At 15 months, Finn stands poised on the threshold between baby and toddler. He is right on the brink of so many things: he crawls as often as not, and when he does walk still toddles from one safe harbor to the next with hands held high for balance. Language, too, runs just below the surface, the occasional crystal clear word, "hi" or "duck" bubbling to to the surface then subsiding in favor of the gestures and babbles that convey his intentions so well.

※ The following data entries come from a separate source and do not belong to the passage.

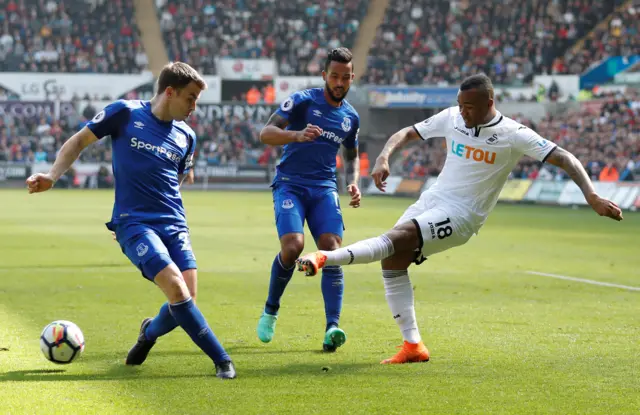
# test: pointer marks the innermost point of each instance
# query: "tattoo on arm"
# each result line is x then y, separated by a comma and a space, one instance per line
278, 121
352, 165
568, 162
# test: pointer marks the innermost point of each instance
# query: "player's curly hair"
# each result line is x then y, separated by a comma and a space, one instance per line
480, 81
178, 75
342, 55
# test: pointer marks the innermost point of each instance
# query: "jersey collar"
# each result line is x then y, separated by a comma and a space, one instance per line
494, 121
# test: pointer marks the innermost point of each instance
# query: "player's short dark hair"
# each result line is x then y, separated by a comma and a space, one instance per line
480, 81
178, 75
342, 55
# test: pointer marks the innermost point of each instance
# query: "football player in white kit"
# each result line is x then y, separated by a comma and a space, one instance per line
483, 147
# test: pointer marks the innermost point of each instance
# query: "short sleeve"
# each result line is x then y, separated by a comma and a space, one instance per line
352, 139
187, 161
434, 126
528, 142
109, 120
292, 106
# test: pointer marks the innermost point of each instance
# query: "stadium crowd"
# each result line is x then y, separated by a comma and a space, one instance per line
605, 137
297, 34
70, 36
620, 37
441, 42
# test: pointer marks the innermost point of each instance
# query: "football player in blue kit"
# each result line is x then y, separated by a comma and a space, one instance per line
311, 125
152, 154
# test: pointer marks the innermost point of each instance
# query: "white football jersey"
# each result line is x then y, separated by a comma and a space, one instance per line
478, 162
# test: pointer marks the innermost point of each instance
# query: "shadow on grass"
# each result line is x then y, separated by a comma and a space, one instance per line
122, 372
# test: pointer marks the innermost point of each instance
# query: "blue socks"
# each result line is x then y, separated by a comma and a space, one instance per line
332, 290
280, 277
162, 324
189, 317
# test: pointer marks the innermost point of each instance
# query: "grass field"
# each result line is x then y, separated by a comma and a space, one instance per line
502, 340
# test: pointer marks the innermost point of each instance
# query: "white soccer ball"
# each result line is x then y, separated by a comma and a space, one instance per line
62, 342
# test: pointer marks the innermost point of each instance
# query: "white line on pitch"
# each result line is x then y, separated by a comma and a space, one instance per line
603, 284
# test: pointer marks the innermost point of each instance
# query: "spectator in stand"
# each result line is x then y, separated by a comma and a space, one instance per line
69, 36
297, 34
621, 37
439, 42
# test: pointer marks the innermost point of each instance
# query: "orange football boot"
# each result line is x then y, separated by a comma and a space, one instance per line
409, 353
310, 264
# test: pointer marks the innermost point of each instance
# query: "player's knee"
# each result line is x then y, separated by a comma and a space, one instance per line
172, 284
405, 237
329, 242
399, 261
291, 247
190, 278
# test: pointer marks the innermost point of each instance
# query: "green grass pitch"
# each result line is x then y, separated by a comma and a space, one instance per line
502, 340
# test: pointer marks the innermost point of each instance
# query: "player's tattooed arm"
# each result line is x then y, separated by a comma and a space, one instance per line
568, 162
274, 133
352, 165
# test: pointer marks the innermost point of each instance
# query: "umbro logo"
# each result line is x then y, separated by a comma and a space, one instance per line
493, 139
460, 130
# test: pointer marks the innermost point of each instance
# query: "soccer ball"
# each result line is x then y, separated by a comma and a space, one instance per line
62, 342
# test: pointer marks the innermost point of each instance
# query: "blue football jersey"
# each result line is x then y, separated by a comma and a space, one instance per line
148, 154
314, 162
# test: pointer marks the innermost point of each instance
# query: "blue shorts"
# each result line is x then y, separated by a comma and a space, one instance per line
152, 247
319, 206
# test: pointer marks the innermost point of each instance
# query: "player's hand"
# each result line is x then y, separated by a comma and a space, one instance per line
380, 173
354, 191
605, 207
40, 183
310, 133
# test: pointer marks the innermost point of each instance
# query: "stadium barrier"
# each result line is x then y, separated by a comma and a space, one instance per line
565, 193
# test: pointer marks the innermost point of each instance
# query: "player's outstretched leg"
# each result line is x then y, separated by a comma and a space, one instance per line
281, 272
160, 325
399, 295
362, 252
139, 352
332, 286
189, 317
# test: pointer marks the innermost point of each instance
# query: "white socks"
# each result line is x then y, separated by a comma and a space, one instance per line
399, 294
362, 252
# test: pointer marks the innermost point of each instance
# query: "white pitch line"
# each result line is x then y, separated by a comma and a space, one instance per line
592, 282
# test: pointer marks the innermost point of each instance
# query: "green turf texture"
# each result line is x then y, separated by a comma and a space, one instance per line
502, 341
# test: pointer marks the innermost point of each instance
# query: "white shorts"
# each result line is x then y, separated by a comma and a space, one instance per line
440, 228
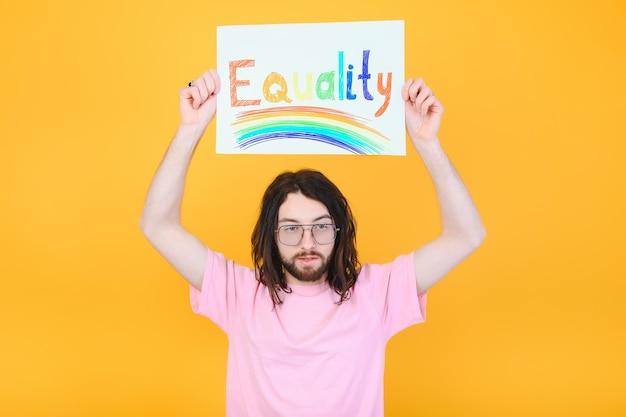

He is enthusiastic about food, but relies on nursing as the mainstay of his diet, telling me it's time by laying his round cheek against my shoulder. When I ask "Do you want to nurse?" his whole body nods and he makes sure there is no confusion by adding " yeah! yeah!", then plucks my glasses off my face to make sure I can't go anywhere without him and pulls off his own shoes and socks so he can be perfectly comfortable.
Coming home tonight after a late-afternoon meeting, I stepped into the kitchen to a flurry of welcome. Oliver greeted me in mid-sentence, so excited to tell me a story that the words fought to come out of his mouth in a jumbled stream. Finn heard my voice from the living room and screeched toward me, towing Alonso for balance and maximum speed. While Oliver filled me in on all the happenings, Finn gazed into my eyes, snuggled under my chin, wrapped his fingers in my hair and held on tight.
Life is so good and so very, very busy right now. We are in the midst of investigating kindergartens for Oliver. Work hums along with a steady stream of meetings and projects, and the dry and mild winter allows for plenty of garden projects. Two full beds are planted with peas and Oliver enthusiastically started 1/2 an ounce of lettuce seed in 6-packs--the seed sowed so thickly, the sprouts are lifting the entire surface of the soil as they grow. There are permanent piles of jackets, library books, garden gloves and lunch boxes on every surface, their height limited only by their structural soundness. I lost my car keys for three days recently. And it's almost spring.